In its twenty-five-year history, NASA's Space Shuttle program (officially called Space Transportation System or STS), has flown more than one hundred missions. It has enjoyed extraordinary success (such as the building of the International Space Station, and the servicing of the Hubble Space Telescope) but also suffered devastating failures. Two fatal missions (Challenger in 1986 and Columbia in 2003) left fourteen crew members dead. Space Shuttle missions resumed in 2005 with the successful Discovery "Return to Flight" mission.
With animated illustrations explaining each part of the space shuttle, and sidebars summarizing the problems encountered with Columbia and Discovery, Howstuffworks is my pick of the day. It examines the "monumental technology behind America's shuttle program, the mission it was designed to carry out, and the extraordinary efforts that NASA has done to return the shuttle to flight." Best clicks are the interactive graphics that get the reader involved with mousing and clicking.
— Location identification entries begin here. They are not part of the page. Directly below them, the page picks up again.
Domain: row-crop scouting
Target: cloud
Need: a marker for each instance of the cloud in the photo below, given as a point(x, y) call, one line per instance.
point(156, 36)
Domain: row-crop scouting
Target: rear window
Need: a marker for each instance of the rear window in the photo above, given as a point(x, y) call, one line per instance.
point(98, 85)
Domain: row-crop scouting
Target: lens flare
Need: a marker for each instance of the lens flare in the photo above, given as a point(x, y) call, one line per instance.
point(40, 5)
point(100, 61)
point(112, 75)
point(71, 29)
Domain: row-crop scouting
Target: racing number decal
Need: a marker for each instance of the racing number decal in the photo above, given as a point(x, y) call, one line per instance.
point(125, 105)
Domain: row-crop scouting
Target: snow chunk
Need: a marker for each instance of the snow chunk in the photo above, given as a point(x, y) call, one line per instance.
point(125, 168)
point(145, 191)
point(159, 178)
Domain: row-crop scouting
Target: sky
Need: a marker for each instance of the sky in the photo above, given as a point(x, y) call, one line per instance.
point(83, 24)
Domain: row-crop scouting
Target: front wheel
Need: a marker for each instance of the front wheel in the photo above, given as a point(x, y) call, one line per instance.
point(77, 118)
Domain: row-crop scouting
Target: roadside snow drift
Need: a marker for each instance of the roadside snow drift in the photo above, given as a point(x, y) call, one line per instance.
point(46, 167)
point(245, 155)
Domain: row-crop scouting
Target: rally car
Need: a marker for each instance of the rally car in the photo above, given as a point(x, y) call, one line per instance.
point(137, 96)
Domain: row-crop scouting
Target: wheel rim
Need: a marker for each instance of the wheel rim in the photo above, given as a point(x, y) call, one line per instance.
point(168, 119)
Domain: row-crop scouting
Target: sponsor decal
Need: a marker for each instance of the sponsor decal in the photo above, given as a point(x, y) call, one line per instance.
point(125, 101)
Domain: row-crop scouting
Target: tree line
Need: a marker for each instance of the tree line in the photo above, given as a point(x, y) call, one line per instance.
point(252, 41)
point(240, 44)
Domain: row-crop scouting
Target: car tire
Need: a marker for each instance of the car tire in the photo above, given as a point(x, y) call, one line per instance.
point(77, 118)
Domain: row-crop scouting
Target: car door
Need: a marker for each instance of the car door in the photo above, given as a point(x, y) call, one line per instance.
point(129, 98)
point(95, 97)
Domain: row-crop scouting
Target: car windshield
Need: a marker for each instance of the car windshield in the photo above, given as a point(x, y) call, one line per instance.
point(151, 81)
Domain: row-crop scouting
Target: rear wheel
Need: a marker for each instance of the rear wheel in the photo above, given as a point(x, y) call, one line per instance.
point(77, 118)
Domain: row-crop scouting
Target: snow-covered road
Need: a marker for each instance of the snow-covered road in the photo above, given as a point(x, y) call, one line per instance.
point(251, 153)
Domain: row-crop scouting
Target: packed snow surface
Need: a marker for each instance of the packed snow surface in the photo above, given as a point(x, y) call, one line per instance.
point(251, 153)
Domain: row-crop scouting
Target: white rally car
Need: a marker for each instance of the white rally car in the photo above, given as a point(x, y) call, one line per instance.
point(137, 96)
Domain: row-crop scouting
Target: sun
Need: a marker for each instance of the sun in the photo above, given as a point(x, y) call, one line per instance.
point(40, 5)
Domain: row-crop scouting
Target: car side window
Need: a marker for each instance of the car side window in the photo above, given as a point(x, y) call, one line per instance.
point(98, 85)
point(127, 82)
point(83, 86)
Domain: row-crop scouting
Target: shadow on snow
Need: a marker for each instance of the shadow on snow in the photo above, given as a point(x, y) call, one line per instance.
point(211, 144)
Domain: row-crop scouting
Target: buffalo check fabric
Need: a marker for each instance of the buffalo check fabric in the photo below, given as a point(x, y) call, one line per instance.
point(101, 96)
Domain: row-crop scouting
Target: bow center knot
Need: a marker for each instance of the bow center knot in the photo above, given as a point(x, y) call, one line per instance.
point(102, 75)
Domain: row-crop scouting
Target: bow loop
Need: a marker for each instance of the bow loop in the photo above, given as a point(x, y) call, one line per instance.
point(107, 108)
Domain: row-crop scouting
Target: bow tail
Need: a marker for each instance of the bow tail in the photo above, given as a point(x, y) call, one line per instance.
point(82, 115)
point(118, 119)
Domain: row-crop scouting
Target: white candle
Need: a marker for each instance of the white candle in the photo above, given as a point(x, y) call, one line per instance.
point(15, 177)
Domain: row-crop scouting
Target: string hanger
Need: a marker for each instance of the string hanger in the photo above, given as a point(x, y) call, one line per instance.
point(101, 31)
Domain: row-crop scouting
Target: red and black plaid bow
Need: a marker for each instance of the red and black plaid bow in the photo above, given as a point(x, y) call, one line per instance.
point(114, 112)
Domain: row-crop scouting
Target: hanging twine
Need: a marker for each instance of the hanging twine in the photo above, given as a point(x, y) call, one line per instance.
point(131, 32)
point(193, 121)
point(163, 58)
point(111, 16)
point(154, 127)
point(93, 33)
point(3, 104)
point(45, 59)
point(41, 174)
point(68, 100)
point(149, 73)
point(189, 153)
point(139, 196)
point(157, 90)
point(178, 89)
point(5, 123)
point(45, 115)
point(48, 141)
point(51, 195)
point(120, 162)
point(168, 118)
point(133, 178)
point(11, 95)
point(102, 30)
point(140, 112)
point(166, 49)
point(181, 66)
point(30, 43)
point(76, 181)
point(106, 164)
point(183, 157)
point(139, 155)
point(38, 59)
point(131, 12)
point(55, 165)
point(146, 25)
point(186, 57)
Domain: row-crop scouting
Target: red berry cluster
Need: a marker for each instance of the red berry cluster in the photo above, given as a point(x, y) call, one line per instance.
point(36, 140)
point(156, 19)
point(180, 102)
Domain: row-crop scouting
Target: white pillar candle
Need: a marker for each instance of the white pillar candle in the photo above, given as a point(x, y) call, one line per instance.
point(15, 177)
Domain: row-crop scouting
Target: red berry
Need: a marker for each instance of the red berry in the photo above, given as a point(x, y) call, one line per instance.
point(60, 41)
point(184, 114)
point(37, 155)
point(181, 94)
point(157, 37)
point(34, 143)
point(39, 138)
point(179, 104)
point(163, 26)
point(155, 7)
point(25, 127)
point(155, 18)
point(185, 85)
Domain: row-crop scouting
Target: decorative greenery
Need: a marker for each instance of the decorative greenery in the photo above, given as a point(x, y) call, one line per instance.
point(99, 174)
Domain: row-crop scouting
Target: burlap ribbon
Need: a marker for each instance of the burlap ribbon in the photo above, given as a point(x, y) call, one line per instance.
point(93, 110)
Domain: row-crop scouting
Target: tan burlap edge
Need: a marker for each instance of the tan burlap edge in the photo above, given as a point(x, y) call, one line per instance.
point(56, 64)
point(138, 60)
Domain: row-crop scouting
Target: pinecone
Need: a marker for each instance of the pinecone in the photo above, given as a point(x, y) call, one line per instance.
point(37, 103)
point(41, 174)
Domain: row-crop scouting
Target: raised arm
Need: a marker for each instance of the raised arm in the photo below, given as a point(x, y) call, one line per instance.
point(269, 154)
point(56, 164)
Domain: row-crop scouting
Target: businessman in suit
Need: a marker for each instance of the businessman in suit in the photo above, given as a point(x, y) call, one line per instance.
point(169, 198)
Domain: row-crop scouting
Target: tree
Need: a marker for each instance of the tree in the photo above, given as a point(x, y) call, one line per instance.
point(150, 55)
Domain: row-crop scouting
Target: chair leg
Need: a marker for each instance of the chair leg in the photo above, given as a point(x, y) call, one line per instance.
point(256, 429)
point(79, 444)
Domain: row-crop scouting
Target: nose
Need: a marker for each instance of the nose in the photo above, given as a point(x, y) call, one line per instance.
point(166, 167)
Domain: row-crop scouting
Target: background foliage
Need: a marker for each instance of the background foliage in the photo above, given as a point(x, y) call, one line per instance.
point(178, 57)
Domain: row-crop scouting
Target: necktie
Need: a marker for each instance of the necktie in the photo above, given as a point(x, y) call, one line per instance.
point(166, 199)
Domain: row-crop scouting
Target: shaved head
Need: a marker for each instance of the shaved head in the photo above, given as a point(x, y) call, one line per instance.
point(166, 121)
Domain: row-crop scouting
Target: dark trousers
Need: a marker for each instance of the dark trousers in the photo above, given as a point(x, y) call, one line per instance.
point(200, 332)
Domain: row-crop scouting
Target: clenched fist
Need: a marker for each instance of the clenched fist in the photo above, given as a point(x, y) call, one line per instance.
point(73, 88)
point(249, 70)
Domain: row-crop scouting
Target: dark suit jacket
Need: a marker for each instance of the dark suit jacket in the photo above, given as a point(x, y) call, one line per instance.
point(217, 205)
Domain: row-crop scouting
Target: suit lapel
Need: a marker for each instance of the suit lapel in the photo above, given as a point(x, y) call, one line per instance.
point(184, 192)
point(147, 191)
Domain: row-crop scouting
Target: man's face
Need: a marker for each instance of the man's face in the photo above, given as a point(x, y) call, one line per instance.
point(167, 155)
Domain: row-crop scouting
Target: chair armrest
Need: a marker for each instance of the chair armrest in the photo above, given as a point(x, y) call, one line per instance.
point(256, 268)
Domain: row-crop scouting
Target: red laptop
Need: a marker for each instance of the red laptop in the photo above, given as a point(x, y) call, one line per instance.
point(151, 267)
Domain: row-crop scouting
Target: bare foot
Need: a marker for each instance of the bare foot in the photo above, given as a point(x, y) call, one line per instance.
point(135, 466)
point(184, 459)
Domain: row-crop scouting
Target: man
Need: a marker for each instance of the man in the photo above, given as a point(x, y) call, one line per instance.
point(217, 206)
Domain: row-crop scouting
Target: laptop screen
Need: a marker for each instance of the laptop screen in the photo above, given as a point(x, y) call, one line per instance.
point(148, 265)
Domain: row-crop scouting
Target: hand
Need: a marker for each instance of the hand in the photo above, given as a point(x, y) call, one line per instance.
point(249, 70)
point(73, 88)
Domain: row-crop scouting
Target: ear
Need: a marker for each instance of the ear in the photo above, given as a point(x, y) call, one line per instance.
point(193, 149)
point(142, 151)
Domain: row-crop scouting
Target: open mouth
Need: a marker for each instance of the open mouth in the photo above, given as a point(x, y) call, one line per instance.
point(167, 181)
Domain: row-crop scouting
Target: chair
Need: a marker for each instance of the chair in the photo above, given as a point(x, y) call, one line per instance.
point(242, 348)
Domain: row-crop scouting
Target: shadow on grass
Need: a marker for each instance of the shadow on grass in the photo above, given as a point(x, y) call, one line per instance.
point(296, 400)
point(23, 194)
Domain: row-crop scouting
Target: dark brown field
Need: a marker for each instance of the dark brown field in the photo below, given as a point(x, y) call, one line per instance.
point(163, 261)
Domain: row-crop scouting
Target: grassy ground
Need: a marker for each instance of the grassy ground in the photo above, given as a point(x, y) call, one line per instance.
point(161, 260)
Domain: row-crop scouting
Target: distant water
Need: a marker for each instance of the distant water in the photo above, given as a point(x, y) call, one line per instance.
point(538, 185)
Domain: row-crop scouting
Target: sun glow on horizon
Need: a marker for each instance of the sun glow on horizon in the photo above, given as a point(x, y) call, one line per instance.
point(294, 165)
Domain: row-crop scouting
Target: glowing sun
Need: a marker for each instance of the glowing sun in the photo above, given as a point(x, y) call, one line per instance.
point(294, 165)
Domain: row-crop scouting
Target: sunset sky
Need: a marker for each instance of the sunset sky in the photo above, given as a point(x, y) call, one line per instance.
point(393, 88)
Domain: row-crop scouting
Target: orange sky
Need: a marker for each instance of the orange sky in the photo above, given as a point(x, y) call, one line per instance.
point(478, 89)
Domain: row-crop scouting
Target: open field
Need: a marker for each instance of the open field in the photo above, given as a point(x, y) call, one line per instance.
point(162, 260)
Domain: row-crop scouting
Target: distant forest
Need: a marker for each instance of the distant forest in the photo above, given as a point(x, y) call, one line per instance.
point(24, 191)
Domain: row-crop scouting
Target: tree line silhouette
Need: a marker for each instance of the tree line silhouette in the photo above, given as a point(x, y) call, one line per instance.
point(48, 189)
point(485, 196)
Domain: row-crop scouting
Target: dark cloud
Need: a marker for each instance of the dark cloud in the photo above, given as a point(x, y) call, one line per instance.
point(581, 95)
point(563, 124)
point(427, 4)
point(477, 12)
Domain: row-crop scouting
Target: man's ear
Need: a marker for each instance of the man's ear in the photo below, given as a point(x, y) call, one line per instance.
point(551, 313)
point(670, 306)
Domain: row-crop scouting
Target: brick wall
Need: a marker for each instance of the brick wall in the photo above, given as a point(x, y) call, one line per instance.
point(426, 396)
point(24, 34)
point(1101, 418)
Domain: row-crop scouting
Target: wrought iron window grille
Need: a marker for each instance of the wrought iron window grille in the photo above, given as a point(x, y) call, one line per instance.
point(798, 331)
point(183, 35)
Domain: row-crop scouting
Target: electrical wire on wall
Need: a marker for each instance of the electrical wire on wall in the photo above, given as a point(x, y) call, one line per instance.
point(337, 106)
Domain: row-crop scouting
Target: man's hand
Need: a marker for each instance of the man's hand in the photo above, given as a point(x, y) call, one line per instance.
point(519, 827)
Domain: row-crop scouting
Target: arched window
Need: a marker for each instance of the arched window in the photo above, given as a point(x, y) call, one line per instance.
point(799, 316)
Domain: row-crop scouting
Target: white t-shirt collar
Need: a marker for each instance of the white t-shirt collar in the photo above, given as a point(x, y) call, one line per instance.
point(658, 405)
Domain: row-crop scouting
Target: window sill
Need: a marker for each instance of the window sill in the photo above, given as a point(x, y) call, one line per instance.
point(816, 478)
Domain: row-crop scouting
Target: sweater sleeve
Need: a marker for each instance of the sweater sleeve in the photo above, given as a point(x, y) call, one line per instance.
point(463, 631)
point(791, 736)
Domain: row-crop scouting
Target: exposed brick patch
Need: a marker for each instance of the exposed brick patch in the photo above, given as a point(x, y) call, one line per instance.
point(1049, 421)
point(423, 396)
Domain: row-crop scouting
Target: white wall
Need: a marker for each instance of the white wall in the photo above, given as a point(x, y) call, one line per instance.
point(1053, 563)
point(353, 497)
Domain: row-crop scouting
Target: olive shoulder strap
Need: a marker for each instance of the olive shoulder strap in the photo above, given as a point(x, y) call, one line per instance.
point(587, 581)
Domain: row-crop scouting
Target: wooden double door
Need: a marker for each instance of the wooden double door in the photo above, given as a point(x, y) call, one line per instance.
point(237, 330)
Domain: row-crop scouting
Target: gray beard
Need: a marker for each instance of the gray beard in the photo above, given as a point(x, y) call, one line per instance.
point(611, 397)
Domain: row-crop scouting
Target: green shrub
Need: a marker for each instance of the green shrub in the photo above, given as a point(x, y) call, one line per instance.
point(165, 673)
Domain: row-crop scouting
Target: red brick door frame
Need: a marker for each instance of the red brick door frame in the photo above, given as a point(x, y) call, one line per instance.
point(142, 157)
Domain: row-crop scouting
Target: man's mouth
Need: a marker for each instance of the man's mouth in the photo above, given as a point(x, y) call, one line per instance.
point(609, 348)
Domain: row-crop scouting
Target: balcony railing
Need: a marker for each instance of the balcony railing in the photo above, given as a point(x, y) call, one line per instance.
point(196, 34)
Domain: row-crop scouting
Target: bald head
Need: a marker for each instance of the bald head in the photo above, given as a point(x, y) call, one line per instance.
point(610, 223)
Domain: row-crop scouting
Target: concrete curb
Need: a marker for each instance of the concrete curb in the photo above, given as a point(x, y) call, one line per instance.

The NASA History site organizes information from various NASA websites into a single archive. Best bets for students are found in General Information (such as the mission timeline) and Specific Missions. It is the later category (near the bottom of the home page) where you'll find a slide show commemorating the twenty-fifth anniversary of the first Space Shuttle flight on Apr 12, 1981, and links to mini-sites about the horrible Columbia and Challenger accidents.
As I write this, STS-115 (Space Shuttle Atlantis) is on its way to the International Space Station. This site is NASA's Space Shuttle portal, and the best place to visit for information on current and recent missions. Clicks you shouldn't miss include Vehicle Structure (an overview of the Space Shuttle's three main components), NASA TV (video clips of recent launches), and NASA podcasts (subscribe to just one or all five).
Space.com is an online magazine that combines well-written news articles with pop-culture features such as trivia quizzes ("Name that Shuttle!"), computer wallpaper images, and a discussion board. Visit to research previous missions, or to enjoy the amazing photo galleries. In addition to the Space Shuttle section, Space.com covers the solar system, the night sky, and space-related entertainment such as sci-fi movie reviews. Top 10 Alien Abduction Movies, anyone?
Written for middle-school students (and their teachers) by educator Anthony R. Curtis, Space Today Online covers Space Shuttles and related topics such as Astronauts, the Space Station, the Solar System, and Deep Space. I like the fun titles, such as "Poke Around Inside a Space Shuttle" and "Surprise! Astronauts Eat in Orbit (and They Sleep There Too!)" The site is a mix of hosted articles and offsite links, so don't be surprised if you start out at Space Today Online, and end up somewhere else.